Chapter 1: Introduction

Recommender systems are mature technologies, and there are already many recommender system toolkits on the web and various recommenders published in various top conferences. Even though there is a lot of public information about recommender systems, there is a lack of an open source recommender system that works out of the box. Such a phenomenon is actually caused by the nature of the recommender system itself, which involves different technologies including storage, computation, and business. Gorse aims to be a universal open source recommender system that can be easily introduced into online services.

Recommendation Principles

The process of recommending items consists of two phases, matching and ranking. The matching phase finds a collection of candidate items from all items for subsequent ranking. Due to the large number of items, the recommender system is unable to perform the computational workload of ranking all items, so the matching phase uses simple strategies or models to collect the candidate items.
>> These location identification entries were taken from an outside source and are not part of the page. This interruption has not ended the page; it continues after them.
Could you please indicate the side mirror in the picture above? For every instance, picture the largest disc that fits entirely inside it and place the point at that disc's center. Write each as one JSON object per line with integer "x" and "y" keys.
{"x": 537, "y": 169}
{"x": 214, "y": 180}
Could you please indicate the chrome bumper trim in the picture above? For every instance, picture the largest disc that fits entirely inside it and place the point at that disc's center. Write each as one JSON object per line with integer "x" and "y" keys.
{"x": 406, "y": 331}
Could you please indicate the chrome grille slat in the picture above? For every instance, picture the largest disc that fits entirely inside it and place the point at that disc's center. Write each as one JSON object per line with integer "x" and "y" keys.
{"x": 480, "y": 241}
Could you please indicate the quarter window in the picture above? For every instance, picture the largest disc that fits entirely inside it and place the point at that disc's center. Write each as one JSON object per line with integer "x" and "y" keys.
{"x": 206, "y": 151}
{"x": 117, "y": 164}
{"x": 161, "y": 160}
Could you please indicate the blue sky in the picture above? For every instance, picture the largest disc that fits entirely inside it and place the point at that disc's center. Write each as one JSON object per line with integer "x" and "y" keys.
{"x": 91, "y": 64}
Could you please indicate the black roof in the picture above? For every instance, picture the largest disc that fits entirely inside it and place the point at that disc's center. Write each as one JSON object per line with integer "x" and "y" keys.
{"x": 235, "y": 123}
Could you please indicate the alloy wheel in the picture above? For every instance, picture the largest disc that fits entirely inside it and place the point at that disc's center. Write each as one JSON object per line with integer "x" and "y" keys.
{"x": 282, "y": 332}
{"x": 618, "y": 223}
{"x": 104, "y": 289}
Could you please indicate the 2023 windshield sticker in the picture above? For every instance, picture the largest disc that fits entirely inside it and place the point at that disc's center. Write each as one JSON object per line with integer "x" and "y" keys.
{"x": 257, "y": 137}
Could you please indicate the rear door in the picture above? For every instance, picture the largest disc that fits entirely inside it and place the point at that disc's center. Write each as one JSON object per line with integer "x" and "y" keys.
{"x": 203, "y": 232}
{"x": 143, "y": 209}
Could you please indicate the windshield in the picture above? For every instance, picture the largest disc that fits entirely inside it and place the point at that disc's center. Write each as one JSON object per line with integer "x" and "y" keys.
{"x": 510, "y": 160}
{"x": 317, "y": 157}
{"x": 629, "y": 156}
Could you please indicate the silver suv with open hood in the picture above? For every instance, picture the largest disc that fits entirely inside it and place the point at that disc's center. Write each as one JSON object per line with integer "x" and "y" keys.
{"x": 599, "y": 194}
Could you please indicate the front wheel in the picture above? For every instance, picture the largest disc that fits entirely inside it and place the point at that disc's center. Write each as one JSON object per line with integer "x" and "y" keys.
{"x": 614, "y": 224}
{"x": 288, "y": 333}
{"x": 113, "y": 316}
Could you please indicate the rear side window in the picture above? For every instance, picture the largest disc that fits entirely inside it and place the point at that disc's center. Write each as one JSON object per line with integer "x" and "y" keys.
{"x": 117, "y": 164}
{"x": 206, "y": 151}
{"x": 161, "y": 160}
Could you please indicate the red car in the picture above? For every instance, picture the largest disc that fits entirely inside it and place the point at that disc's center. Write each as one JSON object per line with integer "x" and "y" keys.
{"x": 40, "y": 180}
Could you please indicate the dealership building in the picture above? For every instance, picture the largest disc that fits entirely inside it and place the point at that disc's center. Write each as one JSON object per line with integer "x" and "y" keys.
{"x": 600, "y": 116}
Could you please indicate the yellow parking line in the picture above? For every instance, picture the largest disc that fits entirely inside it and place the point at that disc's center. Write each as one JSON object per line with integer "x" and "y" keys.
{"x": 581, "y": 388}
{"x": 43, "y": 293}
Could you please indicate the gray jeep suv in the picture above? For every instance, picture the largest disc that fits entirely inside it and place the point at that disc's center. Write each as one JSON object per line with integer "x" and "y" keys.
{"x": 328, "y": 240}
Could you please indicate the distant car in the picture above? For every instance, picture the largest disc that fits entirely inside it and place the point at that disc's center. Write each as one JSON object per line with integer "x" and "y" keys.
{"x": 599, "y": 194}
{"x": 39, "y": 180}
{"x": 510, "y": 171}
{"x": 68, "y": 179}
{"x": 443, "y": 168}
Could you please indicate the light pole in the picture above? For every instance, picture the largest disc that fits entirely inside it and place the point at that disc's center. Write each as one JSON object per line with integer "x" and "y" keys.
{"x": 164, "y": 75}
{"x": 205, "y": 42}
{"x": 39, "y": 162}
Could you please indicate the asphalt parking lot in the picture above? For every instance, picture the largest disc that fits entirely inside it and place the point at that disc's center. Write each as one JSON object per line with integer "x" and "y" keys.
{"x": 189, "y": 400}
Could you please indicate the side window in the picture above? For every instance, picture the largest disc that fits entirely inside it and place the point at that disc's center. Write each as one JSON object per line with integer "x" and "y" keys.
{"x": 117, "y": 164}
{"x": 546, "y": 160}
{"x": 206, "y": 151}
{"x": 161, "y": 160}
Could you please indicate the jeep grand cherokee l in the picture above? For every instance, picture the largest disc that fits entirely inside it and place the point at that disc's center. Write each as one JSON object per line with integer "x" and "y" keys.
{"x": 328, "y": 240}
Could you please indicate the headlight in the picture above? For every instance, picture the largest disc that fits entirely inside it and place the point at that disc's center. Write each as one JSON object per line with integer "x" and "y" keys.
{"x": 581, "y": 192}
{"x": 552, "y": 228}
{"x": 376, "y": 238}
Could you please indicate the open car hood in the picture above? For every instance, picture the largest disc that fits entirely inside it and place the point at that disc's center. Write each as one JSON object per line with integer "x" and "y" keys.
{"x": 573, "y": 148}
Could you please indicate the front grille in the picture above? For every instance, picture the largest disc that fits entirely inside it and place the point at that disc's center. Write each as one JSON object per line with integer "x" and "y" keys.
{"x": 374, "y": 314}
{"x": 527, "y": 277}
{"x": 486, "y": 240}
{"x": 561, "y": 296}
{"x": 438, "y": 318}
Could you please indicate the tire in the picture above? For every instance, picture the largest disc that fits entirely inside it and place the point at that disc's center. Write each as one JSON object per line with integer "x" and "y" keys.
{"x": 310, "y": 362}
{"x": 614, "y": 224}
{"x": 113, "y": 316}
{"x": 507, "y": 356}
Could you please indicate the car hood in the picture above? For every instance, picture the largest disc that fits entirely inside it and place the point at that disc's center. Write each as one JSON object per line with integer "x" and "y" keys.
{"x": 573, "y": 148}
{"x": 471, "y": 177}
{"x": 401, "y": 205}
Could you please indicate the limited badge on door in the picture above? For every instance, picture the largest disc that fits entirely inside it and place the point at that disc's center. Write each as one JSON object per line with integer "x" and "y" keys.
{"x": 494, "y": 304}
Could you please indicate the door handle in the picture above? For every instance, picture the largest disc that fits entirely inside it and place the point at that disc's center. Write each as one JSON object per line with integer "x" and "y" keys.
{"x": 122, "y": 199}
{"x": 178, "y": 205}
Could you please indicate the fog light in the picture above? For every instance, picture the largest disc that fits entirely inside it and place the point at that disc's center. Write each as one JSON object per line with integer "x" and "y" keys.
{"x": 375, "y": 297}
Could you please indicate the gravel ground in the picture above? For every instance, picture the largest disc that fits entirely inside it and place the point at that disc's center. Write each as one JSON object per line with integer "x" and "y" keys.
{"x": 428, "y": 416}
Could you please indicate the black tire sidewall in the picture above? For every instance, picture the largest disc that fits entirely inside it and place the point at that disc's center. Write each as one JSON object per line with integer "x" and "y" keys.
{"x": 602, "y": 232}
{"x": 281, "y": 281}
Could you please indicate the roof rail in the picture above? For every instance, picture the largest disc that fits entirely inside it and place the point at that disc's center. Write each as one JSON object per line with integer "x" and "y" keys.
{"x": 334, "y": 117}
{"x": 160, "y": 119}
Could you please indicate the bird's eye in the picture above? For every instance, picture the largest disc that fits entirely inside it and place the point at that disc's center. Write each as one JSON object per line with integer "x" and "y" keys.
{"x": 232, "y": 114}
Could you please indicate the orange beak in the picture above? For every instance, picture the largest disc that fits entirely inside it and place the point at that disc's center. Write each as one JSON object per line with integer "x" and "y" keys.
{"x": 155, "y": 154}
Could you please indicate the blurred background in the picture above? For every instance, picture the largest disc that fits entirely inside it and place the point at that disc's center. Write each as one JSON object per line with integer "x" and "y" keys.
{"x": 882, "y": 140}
At present, the system has implemented three matching strategies, namely "recent popular items", "latest items" and "collaborative filtering". The ranking phase ranks the matched items after removing duplicate items and historical items. The ranking model exploits the items and user features to improve recommendation accuracy.

System Architecture

Gorse is a single node training and distributed prediction recommender system. Gorse stores data in MySQL or MongoDB, with intermediate data cached in Redis. The cluster consists of a master node, multiple worker nodes, and server nodes. The master node is responsible for ranking model training, collaborative filtering model training, non-personalized item matching, configuration management, and membership management. The server node is responsible for exposing the RESTful APIs and online real-time recommendations. Worker nodes are responsible for personalized matching for each user - currently only collaborative filtering is supported. In addition, administrator can perform model tuning, data import and export, and system status checking via the CLI.